Os que cochilavam, despertam! Os acordados saltam!
- Carajos, que pasa hombre!??
O motorista engata a marcha ré. Ilumina com o farol enfraquecido a estrada, todos buscam alguma explicação com o olhar. A principio não percebo nada, já que meu ponto de vista era bloqueado pelas banhas e bagagens alheias... Salta do carro... Não fala nada! Caminha adiante... Agora consegui um espaço para minha vista chegar até o ponto de interesse geral... Vejo o motorista agachar-se para recolher no meio da estrada de terra... Não acreditem, mas era... Ali...
Um capacete!!!
Não era daqueles capacetes de soldado, nem de operário... mas um desses de motoqueiro antigo, tipo
easy rider, hell’s angels, só o casco de cima, sem visor nem nada, mas em perfeito estado, um capacete de um vermelho vinho brilhante, inimaginável! Contanto que todos questionavam-se: o que fazia ali? Como? De quem? De onde?
Não importa, nunca saberemos. A inútil tentativa de especular... Sei que o motorista retornou com o troféu nas mãos... Não havia dúvida, era meu o capacete imaginário, de quem o sonhara... Obviamente lhe pedi serenamente para que me devolvesse o que me pertencia por direito onírico.
Eu, o jovem marxista, materialista histórico dialético, não me preocupei com a explicação, não necessitava dela para dormir...
Recebi o capacete, encaixei-o com perfeição à minha cabeça, e encostei com força e segurança no parafuso-pino que me atormentava a têmpora e o sono. Adormeci como um anjo!

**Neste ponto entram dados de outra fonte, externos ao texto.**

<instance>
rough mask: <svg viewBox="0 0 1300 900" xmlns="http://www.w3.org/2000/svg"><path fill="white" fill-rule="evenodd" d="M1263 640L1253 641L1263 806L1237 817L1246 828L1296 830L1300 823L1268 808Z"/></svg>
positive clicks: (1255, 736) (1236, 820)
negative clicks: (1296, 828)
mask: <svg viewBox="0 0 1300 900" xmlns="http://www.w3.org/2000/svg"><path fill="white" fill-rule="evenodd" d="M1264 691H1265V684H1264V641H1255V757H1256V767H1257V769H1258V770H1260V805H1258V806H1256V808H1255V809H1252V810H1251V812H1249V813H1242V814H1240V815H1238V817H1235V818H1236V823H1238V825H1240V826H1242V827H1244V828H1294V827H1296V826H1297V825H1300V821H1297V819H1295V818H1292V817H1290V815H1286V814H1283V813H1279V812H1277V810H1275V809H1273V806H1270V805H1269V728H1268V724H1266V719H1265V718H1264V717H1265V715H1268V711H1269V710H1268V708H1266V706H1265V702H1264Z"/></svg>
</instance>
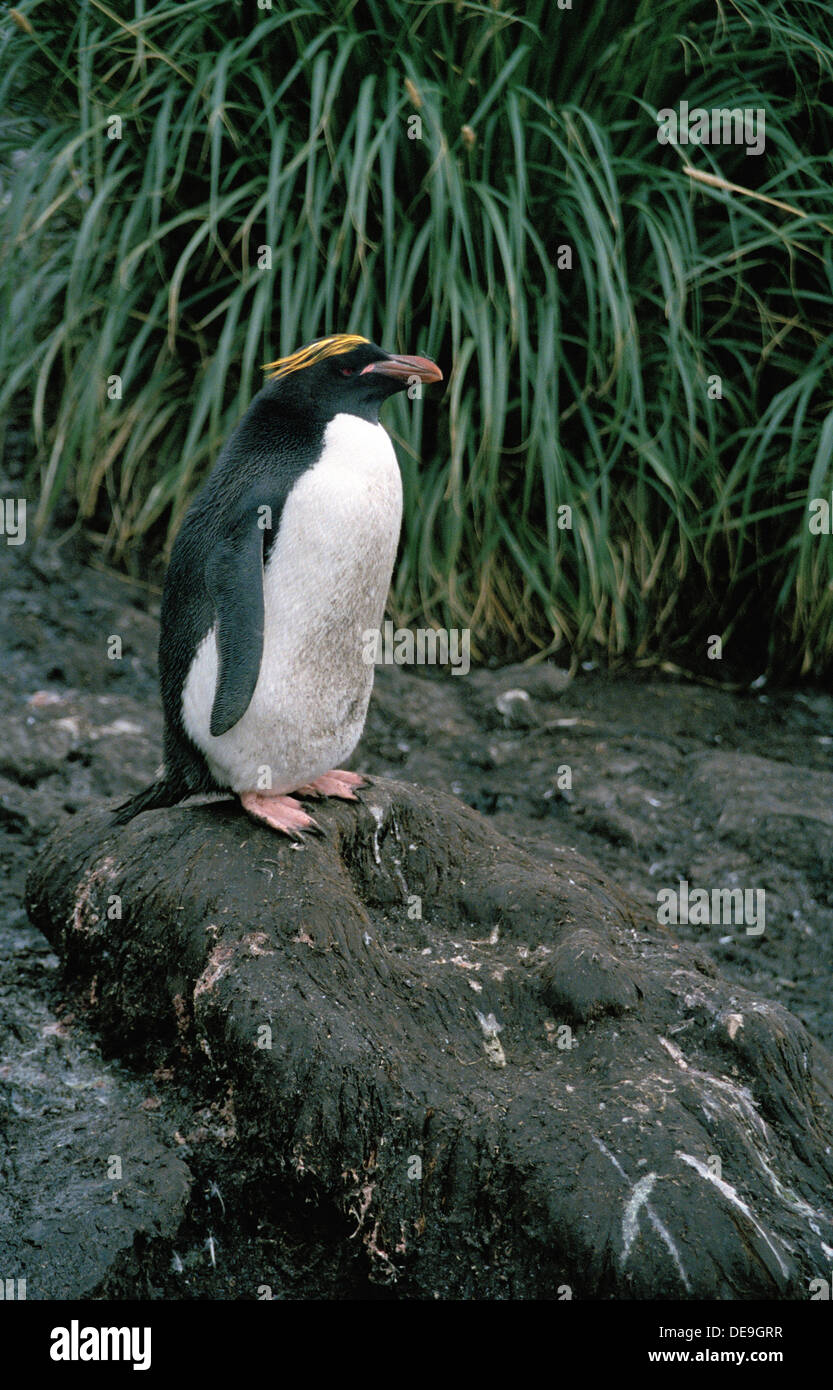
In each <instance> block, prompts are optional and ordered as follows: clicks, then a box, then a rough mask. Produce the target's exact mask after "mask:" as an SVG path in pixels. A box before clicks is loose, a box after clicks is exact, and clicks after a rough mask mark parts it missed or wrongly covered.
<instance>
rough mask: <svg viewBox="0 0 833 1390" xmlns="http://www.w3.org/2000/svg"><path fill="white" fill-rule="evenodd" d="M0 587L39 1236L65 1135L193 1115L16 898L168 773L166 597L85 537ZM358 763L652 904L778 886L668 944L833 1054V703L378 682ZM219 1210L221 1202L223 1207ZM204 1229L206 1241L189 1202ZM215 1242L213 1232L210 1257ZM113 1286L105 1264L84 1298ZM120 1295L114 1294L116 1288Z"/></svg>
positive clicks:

Acordei com meu prêmio, feliz e sem pensar no “como”. Pedi para subir no teto do jeep, e continuei a viagem junto a muitos camponeses, cargas, galinhas e guerrilheiros que se amontoavam como naqueles vagões africanos.
Eu no meio, o vento na face, a poeira, a selva... Os pelotões em má formação e fome se espalhando por uma guerra que perdura sem vencedores.
Cheguei a meu destino final! Turbo me aguardava sem ninguém a me esperar... Os negros carregavam sacos grotescos aos barcos ancorados.
Baixei a bagagem no porto, e quando fui agradecer ao motorista pelo empréstimo, disse-me que o capacete era meu:
- un regalito de um pueblo bueno! Agradeci e amarrei meu prêmio na ultima corda que restava livre em minha mochila.
Inevitavelmente retornei ao Brasil, ao velho quarto hippie revolucionário, 106 do Brejão da UFLA[4], em uma de suas paredes, preguei o capacete como símbolo de uma era espetacular!
Um dia passou por ali, dois jovens de um grupo de teatro escolar, que pediam roupas ou coisas velhas que pudessem ser utilizadas no cenário ou figurino.
Eu parei para escutá-los. Estava feliz! Retirei o capacete do prego da parede, para dar-lhe vida em outros palcos fantásticos da interpretação da vida, mas antes disso, convidei-lhes a sentar, tomar um café, queijo e à boa prosa mineira... E ouvirem essa pequena fábula do capacete imaginário!
FIM
[1] Todos os acontecimentos narrados aqui são reais, o capacete existiu de verdade! Quem viveu a aventura, foi o narrador da história!
[2] CONCLAEA: Confederação Caribenha e Latino Americana dos Estudantes de Agronomia, organização histórica de caráter gremial e política dos estudantes de Agronomia.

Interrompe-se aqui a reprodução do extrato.